West Bengal Governor Jagdeep Dhankhar on Tuesday tweeted a letter that he wrote to Chief Minister Mamata Banerjee, in which he accused her of being silent about the violence after Assembly elections in the state. The state government heavily criticised Dhankhar for making the letter public, and claimed that its content was fabricated.
Dhankhar wrote that the “post-poll retributive bloodshed, violation of human rights, outrageous assault on dignity of women, wanton destruction of property, perpetuation of untold miseries on political opponents” in West Bengal was the worst since Independence.
“There has only been stunning silence on your end and you did not deem it necessary to even deliberate this grave human tragedy in any of the Cabinet meetings so far,” the governor alleged. “Your studied silence, coupled with absence of any steps to engage in rehabilitation and compensation to alleviate the unimaginable suffering of people, force an inevitable conclusion that all this is state driven. Such punitive decimation of human rights and dignity shames democracy.”
Dhankhar also accused the state police of not taking stern action to stop the violence. He alleged that the police’s involvement “suffers from partisan stance” and that the force had abandoned “lawful obligations”.
The governor claimed he heard accounts of “arson, loots, rapes and killings” during his visit to violence-affected areas last month.
“A worrisome premise of this carnage is to punish, discipline and instill fear of life in those who dared to vote against the ruling party,” Dhankhar alleged. “Madam chief minister, you will agree that such a scenario sounds death knell for democracy. How can people be made to suffer for exercising right to vote in democracy?”
The West Bengal government said it was shocked that Dhankhar went public with his letter.
“The communication format is violative of all established norms,” the state’s Home Department tweeted. “The letter has been written to Hon’ble chief minister and released to public media through tweets simultaneously, which disrupts sanctity of such communications.”
The state government claimed that violence in the state was “somewhat unabated” when the Election Commission of India was in-charge of the law and order situation during the polls. “After the swearing in, the State Cabinet has reigned in the situation, restored normalcy and established full command over anti-law elements,” it added.

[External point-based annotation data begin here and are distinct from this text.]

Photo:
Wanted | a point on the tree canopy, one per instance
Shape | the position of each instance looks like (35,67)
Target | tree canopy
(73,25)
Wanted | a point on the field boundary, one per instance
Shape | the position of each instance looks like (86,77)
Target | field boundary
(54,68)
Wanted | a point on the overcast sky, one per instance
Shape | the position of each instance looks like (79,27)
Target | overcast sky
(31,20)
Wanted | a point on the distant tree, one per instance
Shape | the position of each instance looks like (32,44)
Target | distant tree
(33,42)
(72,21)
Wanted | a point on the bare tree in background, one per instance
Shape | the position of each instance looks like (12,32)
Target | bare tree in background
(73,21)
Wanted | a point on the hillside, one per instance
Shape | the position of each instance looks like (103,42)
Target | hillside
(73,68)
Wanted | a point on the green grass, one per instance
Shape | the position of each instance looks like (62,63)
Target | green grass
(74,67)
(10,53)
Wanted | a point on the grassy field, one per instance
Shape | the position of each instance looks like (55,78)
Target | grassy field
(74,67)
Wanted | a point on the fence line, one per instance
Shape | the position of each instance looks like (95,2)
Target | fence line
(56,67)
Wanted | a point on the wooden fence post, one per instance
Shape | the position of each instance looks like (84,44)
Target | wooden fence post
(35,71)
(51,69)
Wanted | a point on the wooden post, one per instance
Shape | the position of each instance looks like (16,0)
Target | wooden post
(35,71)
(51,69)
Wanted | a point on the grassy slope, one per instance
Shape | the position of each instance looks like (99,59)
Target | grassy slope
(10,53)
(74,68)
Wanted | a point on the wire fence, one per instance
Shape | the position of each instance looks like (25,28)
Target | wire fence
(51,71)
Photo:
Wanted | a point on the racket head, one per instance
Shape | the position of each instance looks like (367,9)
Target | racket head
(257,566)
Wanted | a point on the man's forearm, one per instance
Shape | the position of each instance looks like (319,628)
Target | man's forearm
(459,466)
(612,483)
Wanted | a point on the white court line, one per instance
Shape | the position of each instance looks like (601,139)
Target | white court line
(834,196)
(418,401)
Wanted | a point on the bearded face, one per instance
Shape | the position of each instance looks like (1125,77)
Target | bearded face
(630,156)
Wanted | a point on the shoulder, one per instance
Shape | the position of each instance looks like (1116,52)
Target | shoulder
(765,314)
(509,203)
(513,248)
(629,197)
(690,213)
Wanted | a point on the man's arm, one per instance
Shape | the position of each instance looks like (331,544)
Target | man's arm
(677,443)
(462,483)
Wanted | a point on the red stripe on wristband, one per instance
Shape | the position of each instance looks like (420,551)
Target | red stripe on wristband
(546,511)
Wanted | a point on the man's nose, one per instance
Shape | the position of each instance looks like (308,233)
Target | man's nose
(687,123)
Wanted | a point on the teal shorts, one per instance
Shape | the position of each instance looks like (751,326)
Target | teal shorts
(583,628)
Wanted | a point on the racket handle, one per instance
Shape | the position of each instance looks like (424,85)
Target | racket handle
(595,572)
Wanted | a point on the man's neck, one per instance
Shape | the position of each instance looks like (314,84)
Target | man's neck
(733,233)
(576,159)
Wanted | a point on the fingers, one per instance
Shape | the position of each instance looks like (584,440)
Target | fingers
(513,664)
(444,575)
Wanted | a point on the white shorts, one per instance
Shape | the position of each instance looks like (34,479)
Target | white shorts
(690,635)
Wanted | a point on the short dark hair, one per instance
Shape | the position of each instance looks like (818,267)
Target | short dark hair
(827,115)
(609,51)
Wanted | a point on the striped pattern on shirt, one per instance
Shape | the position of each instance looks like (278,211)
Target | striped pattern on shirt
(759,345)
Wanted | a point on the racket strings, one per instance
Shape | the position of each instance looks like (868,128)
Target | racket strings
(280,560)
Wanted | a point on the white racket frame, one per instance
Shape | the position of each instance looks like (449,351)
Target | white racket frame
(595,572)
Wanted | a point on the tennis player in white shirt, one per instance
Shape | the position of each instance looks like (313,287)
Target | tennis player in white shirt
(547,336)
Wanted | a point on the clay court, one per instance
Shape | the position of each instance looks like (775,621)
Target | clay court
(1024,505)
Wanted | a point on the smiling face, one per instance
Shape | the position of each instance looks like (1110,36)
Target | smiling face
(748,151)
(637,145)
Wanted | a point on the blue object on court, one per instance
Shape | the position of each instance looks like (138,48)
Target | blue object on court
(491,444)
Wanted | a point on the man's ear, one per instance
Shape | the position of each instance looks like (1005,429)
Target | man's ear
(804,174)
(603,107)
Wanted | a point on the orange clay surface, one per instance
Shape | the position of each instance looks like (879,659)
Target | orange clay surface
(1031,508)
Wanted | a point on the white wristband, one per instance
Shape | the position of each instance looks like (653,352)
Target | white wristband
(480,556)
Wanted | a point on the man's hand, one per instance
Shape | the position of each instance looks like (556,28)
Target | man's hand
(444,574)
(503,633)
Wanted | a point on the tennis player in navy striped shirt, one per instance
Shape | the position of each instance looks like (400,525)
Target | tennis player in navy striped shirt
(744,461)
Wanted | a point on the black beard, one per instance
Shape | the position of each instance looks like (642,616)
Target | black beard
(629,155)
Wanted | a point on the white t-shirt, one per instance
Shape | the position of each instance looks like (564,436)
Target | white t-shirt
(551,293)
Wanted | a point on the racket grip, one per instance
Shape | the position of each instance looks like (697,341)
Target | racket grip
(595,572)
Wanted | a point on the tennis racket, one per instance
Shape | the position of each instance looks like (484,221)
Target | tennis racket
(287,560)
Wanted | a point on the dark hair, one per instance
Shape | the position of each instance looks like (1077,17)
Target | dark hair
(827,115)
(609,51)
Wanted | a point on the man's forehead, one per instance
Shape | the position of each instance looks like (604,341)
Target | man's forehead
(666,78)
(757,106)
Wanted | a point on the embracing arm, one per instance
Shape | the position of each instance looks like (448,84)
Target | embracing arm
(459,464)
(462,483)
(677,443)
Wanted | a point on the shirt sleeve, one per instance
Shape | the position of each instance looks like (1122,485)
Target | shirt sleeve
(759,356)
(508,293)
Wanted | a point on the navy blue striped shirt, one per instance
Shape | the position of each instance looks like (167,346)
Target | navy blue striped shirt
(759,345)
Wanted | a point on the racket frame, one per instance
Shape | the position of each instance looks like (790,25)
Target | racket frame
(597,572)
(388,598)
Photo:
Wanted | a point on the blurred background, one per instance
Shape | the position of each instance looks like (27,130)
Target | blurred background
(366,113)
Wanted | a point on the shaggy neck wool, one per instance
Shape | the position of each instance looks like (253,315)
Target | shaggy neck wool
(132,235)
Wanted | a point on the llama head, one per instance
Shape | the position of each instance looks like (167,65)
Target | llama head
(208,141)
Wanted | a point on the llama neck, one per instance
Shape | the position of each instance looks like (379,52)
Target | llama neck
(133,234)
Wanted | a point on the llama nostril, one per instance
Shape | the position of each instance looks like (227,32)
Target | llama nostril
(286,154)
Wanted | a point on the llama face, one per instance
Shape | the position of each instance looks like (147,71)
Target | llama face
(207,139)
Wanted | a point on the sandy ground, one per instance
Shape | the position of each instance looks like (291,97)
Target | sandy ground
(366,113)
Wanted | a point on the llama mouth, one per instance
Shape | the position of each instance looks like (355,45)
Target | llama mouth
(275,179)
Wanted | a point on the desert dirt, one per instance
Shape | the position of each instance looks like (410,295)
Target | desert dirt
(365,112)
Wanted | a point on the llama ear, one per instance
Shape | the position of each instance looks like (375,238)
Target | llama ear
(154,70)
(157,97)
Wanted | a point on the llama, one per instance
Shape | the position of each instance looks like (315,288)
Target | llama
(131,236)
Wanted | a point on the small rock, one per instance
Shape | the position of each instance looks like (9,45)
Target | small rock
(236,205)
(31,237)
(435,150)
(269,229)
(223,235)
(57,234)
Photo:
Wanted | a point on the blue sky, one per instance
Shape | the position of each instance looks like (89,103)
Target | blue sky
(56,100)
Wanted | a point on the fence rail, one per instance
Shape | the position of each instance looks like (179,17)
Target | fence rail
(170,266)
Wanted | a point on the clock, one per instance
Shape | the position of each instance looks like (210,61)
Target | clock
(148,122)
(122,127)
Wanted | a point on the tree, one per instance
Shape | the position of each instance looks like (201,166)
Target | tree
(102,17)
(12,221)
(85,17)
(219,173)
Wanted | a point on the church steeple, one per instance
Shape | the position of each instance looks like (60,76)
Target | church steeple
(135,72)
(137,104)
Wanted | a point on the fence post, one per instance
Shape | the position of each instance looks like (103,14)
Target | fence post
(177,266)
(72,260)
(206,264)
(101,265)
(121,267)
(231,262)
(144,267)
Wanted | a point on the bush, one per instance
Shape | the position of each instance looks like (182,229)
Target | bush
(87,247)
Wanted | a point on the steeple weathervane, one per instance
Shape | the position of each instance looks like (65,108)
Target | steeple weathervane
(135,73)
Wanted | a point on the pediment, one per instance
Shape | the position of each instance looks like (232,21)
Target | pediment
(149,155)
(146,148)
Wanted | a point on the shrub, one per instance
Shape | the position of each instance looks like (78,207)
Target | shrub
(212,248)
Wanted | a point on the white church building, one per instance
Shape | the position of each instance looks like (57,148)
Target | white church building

The West Bengal government said it had directed the police to take firm action against anti-social elements. “The government remains committed to maintain the basic fabric of society and to uphold law and order,” it said.
Trinamool Congress leader Sukhendu Sekhar Roy said Dhankhar was trying to make the situation in West Bengal seem like the Israel-Palestine conflict, PTI reported. “The governor is making venomous and baseless comments against the state government like a spokesperson of the BJP,” he said.
West Bengal had witnessed a spell of incidents of violence following election results on May 2. The Bharatiya Janata Party and the ruling Trinamool Congress blamed each other for the deaths of multiple party workers. Various news reports put the toll between 11 and 14, but the police did not confirm the numbers.
Petitions have been filed in courts for an independent inquiry into the violence. The petitioners have alleged that 18 political activists died, sexual violence was committed against women, and acts of loot, arson and destruction took place owing to the indifference of the state government. They sought the deployment of central forces to restore law and order in the state and setting up of a fast-track court.
On Monday, the state government told the Supreme Court that the petitions were misleading and politically motivated. It also refuted accusations of inaction and complicity in the violence.